The main question that remains is why cangrelor, which has an optimal antiplatelet effect measured minutes after IV injection1011, is not consistently superior to clopidogrel – a P2Y12 inhibitor which only reaches optimal platelet inhibition between 4 and 6 hours after oral use12. This can, on one hand, depend on the different study designs and on the duration of cangrelor infusion. On the other hand, a possible answer is that optimal platelet inhibition during PCI in ACS patients is more of a theoretical advantage than one of true clinical importance, although this is not in line with the current belief.

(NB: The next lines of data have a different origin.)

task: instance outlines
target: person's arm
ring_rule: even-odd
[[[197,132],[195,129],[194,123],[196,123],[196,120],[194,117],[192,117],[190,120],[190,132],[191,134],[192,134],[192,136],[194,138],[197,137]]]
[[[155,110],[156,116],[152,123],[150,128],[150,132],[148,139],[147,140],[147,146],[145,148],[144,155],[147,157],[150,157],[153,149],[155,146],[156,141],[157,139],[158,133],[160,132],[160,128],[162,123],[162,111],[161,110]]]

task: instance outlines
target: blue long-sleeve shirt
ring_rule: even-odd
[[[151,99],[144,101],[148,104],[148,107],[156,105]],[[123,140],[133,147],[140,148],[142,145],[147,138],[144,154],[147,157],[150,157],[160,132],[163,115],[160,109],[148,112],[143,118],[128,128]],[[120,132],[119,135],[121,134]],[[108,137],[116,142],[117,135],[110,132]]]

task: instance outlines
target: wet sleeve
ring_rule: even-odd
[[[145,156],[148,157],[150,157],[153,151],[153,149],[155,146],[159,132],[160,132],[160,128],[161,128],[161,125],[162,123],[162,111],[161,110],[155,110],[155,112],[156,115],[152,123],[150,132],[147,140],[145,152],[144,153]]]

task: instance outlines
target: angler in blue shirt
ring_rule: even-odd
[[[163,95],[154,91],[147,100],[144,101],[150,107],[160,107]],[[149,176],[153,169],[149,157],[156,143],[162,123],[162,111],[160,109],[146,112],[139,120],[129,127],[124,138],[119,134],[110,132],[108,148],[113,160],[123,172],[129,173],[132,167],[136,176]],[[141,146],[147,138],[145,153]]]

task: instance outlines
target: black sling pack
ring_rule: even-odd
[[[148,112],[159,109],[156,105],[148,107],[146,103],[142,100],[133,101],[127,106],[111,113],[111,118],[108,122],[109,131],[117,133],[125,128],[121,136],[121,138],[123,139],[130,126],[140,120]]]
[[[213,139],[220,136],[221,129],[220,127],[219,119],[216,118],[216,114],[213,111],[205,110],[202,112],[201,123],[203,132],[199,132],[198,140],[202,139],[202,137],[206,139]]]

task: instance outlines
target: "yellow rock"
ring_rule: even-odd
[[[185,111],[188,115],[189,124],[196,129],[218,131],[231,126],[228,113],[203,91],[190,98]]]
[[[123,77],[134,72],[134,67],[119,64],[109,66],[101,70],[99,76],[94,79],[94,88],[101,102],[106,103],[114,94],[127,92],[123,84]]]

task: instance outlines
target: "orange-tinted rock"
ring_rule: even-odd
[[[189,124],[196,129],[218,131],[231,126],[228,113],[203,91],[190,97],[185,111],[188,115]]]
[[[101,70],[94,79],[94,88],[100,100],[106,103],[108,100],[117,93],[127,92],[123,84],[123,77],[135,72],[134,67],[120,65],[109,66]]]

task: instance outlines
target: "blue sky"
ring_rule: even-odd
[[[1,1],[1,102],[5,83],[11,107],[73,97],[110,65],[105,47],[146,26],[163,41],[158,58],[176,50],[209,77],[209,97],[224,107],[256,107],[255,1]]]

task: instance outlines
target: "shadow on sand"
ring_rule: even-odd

Optimal flow after PCI in the culprit vessel could be more important than optimal platelet inhibition in the early phase of intervention, and some extent of platelet inhibition usually already exists because of early ingestion of acetylsalicylic acid (ASA) and its fast action on platelet activity13. An optimal antiplatelet effect after 4-6 hours, which is the case for clopidogrel as well as prasugrel and ticagrelor in the majority of patients – it has been shown that almost every second or third patient treated with oral P2Y12 inhibitors has no optimal platelet inhibition within 2-4 hours after ingestion14 – might be necessary mainly to avoid early ST and related ischaemic events in the postinterventional phase. Early cessation of cangrelor infusion after 2 hours, which leads to a fast return of platelet activity, would be avoided by a prolonged 4-hour infusion15. This would also help to avoid early ST by reaching optimal antiplatelet action 4 to 6 hours after PCI. However, the early optimal action of cangrelor, in addition to oral P2Y12 inhibition, may be important in patients with a high thrombus load during PCI16.
The recent ACS guidelines show that pretreatment with P2Y12 inhibitors in ACS patients is no longer necessary in non-ST-segment elevation [NSTE]-ACS patients and has a low-grade recommendation in STEMI patients1. Moreover, these guidelines recommend the use of prasugrel over ticagrelor in NSTE-ACS patients only after the coronary anatomy is known1. Why should a P2Y12 inhibitor-naïve NSTE-ACS patient then be treated with IV cangrelor? The use of cangrelor in high ischaemic risk CCS patients, as shown by an Italian registry, is also not based on prospective clinical outcome trials17.
As a remaining indication, IV cangrelor may yet have a role in P2Y12 inhibitor-naïve STEMI patients1, especially in patients who are unable to swallow oral P2Y12 inhibitors1819, in P2Y12 inhibitor-naïve ACS patients with a high intracoronary thrombus load16, or as a bridging strategy in high-risk patients under dual antiplatelet therapy who are undergoing urgently needed surgery1. Widespread use without guideline-confirmed indications should be avoided.
Conflict of interest statement
K. Huber reports lecture fees from AstraZeneca, Daiichi Sankyo, Chiesi, and Ferrer. P. Harbich has no conflicts of interest to declare.